Моими соседями оказались солидный купец в добротном суконном сюртуке, с окладистой, цвета сосновой смолы бородой, его молчаливая, укутанная в шаль супруга, похожая на большую нахохлившуюся птицу, и молодой кавалерийский офицер в щегольском мундире, с тоненькими, закрученными вверх усиками. Последний явно был «рабом приличий» — первый класс был для него слишком дорог, но ехать иначе он не мог — не позволяла «офицерская честь». Как дети, ей-богу…
Прозвенел колокол, кондуктор в форменной фуражке пробежал по перрону, пронзительно свистнув в свой медный рожок. Паровоз дал протяжный, тоскливый гудок, состав дернулся, заскрипел и медленно, набирая ход, пополз из Владимира.
Ехать по местной железной дороге было делом непривычным и поначалу даже пугающим. Вагон сильно качало и трясло на стыках рельсов. Стук колес казался просто оглушительным. Но главное — дым: из трубы паровоза летели целые тучи черной, жирной сажи, которая, несмотря на закрытые окна, проникала во все щели. Через полчаса пути наши лица и одежда покрылись тонким слоем копоти.

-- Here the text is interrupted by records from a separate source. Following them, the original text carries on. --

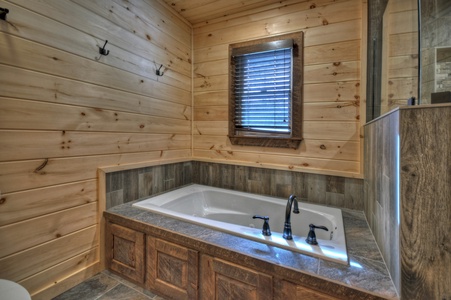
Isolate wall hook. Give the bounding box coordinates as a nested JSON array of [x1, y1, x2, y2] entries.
[[0, 7, 9, 21], [155, 65, 164, 76], [99, 40, 110, 56]]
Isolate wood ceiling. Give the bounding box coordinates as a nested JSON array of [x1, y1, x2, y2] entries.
[[163, 0, 292, 25]]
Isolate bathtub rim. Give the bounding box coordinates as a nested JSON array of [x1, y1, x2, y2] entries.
[[132, 184, 349, 265]]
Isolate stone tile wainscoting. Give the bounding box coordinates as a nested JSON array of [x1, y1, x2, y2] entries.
[[106, 161, 363, 210]]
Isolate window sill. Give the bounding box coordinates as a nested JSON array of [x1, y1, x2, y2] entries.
[[229, 136, 302, 149]]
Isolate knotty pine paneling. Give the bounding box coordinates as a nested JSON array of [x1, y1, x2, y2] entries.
[[193, 0, 365, 177], [381, 0, 419, 114], [0, 0, 192, 299]]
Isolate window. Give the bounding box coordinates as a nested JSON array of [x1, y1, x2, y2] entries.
[[229, 32, 303, 148]]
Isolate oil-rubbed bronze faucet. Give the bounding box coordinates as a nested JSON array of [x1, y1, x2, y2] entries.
[[283, 195, 299, 240], [252, 215, 271, 236], [305, 224, 329, 245]]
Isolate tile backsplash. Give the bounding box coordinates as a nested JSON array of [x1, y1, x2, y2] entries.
[[106, 161, 363, 210]]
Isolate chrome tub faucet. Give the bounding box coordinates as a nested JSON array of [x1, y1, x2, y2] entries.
[[283, 195, 299, 240]]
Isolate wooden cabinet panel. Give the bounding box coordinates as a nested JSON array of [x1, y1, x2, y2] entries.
[[146, 236, 199, 299], [106, 223, 145, 283], [274, 280, 339, 300], [200, 255, 273, 300]]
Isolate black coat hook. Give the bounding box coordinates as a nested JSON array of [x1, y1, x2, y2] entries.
[[99, 40, 110, 56], [155, 65, 164, 76], [0, 7, 9, 20]]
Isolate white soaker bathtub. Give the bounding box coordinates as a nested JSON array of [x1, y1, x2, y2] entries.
[[133, 184, 348, 264]]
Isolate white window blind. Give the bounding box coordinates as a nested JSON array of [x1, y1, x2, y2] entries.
[[232, 41, 293, 134]]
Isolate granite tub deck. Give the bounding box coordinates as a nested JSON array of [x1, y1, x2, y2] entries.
[[104, 202, 399, 299]]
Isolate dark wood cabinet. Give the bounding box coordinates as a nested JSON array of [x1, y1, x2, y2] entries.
[[200, 255, 273, 300], [105, 222, 338, 300], [274, 279, 341, 300], [146, 236, 199, 299], [105, 222, 145, 283]]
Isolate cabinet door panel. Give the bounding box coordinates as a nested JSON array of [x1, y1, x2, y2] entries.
[[201, 255, 273, 300], [105, 223, 145, 283], [146, 236, 198, 299]]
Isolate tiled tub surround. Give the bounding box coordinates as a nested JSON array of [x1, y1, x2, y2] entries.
[[104, 203, 398, 299], [106, 161, 363, 210]]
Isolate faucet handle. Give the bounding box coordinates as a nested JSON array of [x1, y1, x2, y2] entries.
[[305, 224, 329, 245], [252, 215, 271, 236]]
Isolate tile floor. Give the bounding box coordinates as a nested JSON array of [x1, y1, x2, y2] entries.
[[53, 270, 164, 300]]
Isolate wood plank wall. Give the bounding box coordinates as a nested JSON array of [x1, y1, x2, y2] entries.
[[0, 0, 192, 299], [381, 0, 418, 114], [193, 0, 366, 177]]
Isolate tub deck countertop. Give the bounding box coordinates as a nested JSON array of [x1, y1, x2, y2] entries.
[[104, 202, 399, 299]]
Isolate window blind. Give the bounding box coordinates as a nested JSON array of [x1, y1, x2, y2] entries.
[[232, 47, 292, 133]]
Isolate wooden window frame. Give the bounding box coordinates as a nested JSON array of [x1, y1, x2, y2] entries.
[[228, 32, 304, 149]]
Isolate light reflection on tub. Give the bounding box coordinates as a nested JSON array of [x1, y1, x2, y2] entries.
[[133, 184, 348, 264]]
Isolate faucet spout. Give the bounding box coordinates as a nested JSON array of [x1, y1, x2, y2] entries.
[[283, 195, 299, 240]]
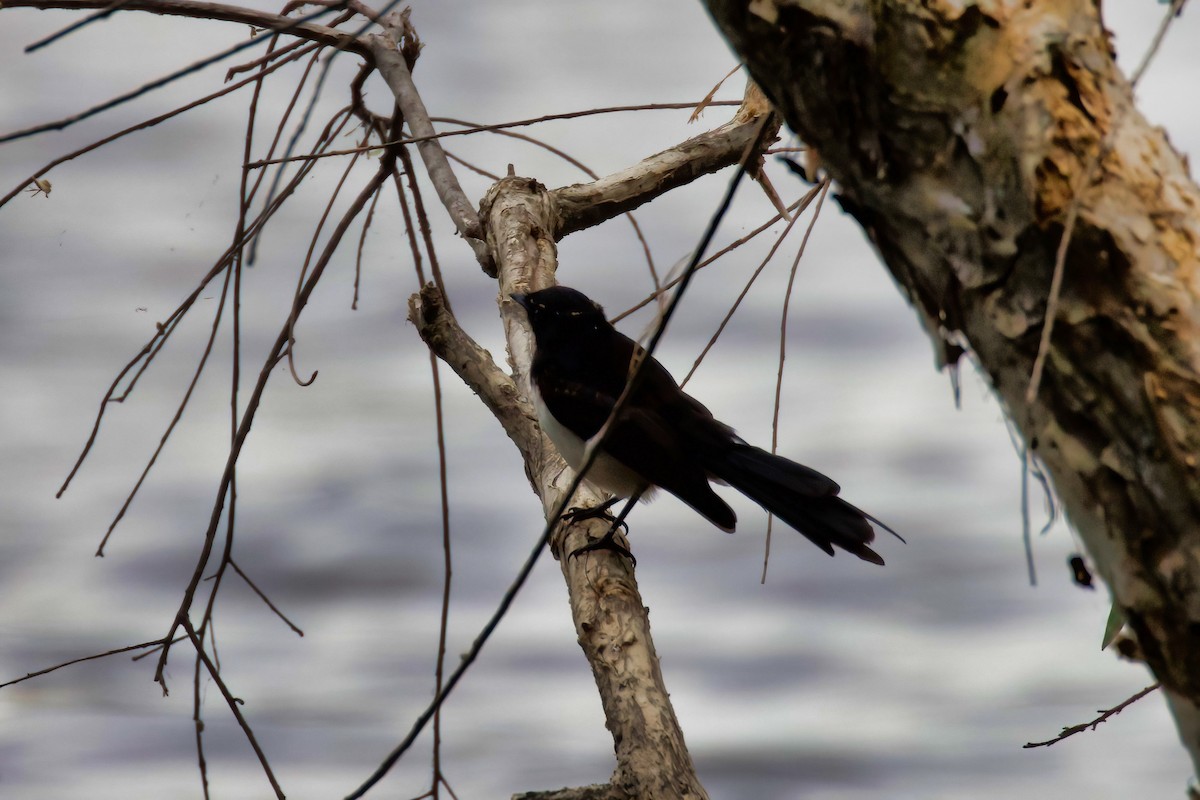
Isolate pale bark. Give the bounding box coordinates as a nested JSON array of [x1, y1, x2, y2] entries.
[[708, 0, 1200, 769]]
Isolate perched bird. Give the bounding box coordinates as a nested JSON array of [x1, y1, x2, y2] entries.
[[511, 287, 902, 565]]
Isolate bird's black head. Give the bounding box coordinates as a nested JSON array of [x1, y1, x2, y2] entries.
[[510, 287, 608, 339]]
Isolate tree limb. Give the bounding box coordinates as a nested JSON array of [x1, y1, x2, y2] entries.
[[707, 0, 1200, 769]]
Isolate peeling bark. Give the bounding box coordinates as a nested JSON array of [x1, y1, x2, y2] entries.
[[707, 0, 1200, 769]]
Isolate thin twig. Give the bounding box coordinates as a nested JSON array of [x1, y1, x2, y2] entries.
[[760, 178, 829, 583], [1021, 682, 1162, 750], [0, 639, 163, 688], [155, 164, 386, 693], [367, 14, 486, 244], [608, 196, 808, 323], [430, 116, 662, 291], [243, 100, 742, 168], [0, 44, 320, 207], [181, 616, 284, 800], [0, 0, 349, 144], [679, 186, 821, 389], [229, 559, 304, 636], [1129, 0, 1188, 89], [25, 0, 128, 53]]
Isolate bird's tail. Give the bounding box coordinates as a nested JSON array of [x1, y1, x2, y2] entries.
[[706, 443, 904, 565]]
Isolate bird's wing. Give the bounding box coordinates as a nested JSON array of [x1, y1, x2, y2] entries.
[[538, 365, 737, 530]]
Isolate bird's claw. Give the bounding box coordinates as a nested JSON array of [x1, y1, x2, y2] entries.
[[566, 523, 637, 566], [559, 498, 629, 534]]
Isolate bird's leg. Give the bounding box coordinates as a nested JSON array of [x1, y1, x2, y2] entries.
[[568, 492, 642, 566], [560, 498, 629, 534]]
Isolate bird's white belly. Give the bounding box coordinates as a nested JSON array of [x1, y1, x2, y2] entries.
[[533, 386, 647, 498]]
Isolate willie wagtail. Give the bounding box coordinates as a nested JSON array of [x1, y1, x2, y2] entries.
[[511, 287, 902, 564]]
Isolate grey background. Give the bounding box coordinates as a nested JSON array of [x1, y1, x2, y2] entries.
[[0, 0, 1200, 800]]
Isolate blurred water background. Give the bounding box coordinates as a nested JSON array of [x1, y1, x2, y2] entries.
[[0, 0, 1200, 800]]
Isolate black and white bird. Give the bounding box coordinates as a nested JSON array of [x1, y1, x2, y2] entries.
[[511, 287, 902, 565]]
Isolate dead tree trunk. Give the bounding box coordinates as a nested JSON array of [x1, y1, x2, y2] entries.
[[708, 0, 1200, 769]]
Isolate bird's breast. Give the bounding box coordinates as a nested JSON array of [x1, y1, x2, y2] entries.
[[533, 383, 647, 498]]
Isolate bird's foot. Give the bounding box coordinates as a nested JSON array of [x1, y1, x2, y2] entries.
[[566, 527, 637, 566], [560, 498, 629, 534]]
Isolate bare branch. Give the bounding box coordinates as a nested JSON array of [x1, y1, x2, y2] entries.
[[1022, 682, 1162, 750], [0, 0, 360, 51], [0, 0, 361, 144]]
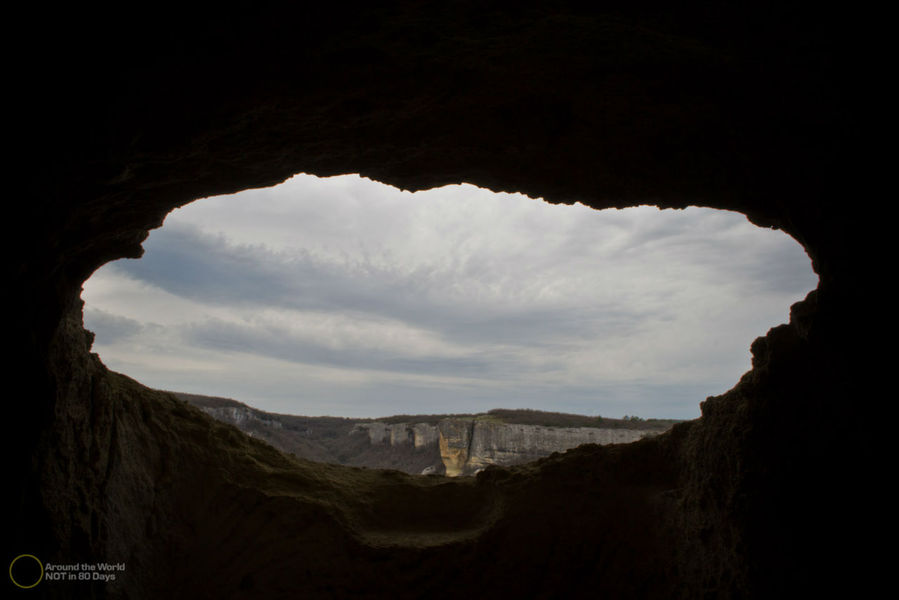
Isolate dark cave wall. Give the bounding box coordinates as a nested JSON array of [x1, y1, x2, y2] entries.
[[6, 2, 874, 597]]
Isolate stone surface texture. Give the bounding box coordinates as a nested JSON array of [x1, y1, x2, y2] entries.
[[10, 0, 876, 599]]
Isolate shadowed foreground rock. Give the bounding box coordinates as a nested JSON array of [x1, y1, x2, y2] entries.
[[10, 1, 882, 598]]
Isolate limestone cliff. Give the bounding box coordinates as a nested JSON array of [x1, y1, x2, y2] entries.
[[438, 418, 659, 477], [14, 5, 872, 599]]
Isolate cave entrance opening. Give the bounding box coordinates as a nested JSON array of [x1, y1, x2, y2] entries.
[[83, 175, 817, 472]]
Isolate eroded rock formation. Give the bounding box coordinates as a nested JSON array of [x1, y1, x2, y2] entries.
[[437, 419, 659, 477], [10, 1, 883, 598]]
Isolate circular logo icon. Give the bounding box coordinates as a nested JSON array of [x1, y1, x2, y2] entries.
[[9, 554, 44, 590]]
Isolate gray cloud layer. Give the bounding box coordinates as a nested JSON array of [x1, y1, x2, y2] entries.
[[85, 177, 815, 417]]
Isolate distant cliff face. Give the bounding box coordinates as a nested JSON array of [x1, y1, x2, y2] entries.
[[353, 421, 439, 448], [190, 394, 667, 477], [353, 417, 661, 477], [437, 418, 659, 477]]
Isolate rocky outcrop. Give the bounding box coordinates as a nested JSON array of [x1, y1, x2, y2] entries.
[[3, 5, 872, 599], [438, 419, 661, 477], [354, 421, 438, 448], [200, 406, 284, 431]]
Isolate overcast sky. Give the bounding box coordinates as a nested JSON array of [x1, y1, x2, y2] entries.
[[83, 175, 817, 418]]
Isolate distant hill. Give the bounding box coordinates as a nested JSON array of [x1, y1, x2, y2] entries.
[[169, 392, 677, 474]]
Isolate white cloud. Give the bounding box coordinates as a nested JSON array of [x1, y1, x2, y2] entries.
[[84, 176, 815, 417]]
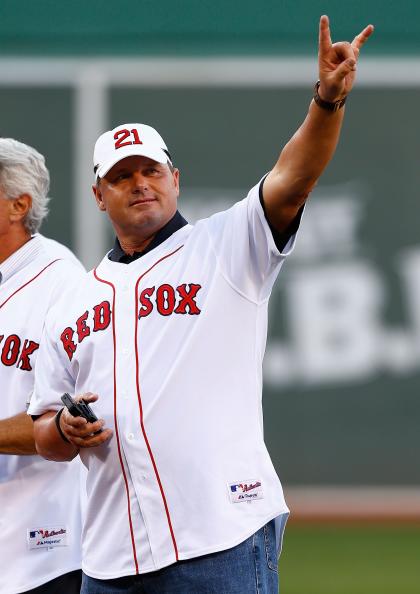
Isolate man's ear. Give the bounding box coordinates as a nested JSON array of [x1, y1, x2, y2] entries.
[[92, 184, 106, 211], [9, 194, 32, 223], [172, 167, 179, 196]]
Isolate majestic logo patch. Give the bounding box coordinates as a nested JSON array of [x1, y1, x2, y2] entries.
[[27, 526, 69, 549], [229, 479, 263, 503]]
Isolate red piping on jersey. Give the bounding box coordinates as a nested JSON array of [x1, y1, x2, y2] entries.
[[134, 245, 184, 561], [93, 268, 139, 574], [0, 258, 61, 308]]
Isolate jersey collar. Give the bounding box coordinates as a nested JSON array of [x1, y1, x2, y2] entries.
[[108, 210, 188, 264]]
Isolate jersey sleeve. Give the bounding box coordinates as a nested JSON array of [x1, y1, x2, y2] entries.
[[206, 180, 300, 302], [28, 312, 75, 415], [28, 260, 86, 415]]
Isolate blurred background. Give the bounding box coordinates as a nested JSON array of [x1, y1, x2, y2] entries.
[[0, 0, 420, 594]]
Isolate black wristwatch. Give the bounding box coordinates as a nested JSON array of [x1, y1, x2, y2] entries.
[[314, 80, 347, 111]]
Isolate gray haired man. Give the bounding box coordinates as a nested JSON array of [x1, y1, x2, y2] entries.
[[0, 138, 84, 594]]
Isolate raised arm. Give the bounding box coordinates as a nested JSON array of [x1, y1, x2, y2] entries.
[[263, 16, 373, 232]]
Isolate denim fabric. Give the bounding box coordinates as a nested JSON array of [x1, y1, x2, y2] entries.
[[81, 520, 279, 594]]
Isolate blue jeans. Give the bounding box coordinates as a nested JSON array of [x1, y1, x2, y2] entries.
[[80, 520, 279, 594]]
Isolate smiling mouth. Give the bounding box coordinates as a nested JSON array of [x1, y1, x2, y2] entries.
[[130, 198, 156, 206]]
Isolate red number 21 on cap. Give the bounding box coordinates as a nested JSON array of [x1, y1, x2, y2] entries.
[[114, 128, 143, 149]]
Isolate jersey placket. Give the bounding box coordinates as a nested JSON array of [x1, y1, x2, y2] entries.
[[115, 262, 176, 572]]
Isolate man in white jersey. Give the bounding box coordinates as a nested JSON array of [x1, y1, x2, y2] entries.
[[30, 17, 373, 594], [0, 138, 84, 594]]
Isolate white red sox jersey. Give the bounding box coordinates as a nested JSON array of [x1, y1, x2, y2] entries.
[[0, 236, 85, 594], [30, 180, 294, 579]]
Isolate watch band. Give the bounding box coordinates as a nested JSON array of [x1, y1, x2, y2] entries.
[[314, 80, 347, 112]]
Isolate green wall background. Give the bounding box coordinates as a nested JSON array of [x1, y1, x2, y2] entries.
[[0, 0, 420, 55], [0, 0, 420, 485]]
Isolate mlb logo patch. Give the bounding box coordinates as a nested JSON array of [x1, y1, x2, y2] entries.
[[229, 479, 263, 503], [27, 526, 68, 550]]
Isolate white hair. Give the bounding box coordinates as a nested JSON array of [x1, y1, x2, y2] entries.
[[0, 138, 50, 235]]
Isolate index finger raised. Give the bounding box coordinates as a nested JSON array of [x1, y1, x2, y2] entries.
[[351, 25, 374, 50], [319, 14, 332, 54]]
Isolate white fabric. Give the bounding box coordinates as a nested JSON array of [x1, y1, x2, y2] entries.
[[0, 237, 84, 594], [93, 124, 170, 177], [30, 186, 294, 579]]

— Вот же дьявольское изобретение! — проворчал купец, брезгливо отряхивая сажу со своего сюртука. — Никакого спокойствия. То ли дело на лошадках, с чувством, с толком, с расстановкой.
— Зато быстро, Афанасий Иванович, — возразил ему молодой офицер. — От Владимира до Москвы — всего шесть часов. А на лошадях — двое, а то и трое суток трястись пришлось бы. Прогресс, сударь!
За окном проплывали унылые пейзажи центральной России: поля, перелески, редкие деревушки. Поезд шел небыстро, верст сорок в час, и часто останавливался на небольших станциях, где его заправляли водой из огромных водонапорных башен и подбрасывали в тендер уголь.
На одной из таких станций я вышел на перрон размять ноги. Рядом с нашим синим вагоном первого класса стояли вагоны попроще. Второй класс был выкрашен в зеленый цвет, и диваны там могли похвастаться не бархатом, а жесткой, скользкой кожей. А дальше шли вагоны третьего класса — желтые, похожие на скотовозы. Внутри у них не было никаких отделений, только длинные, жесткие деревянные лавки вдоль стен. Там, в страшной тесноте, вперемешку с мешками и узлами, ехал простой люд: мужики в армяках, бабы в платках, ремесленники, солдаты. Из открытых дверей несло запахом махорки, кислой капусты и немытых тел.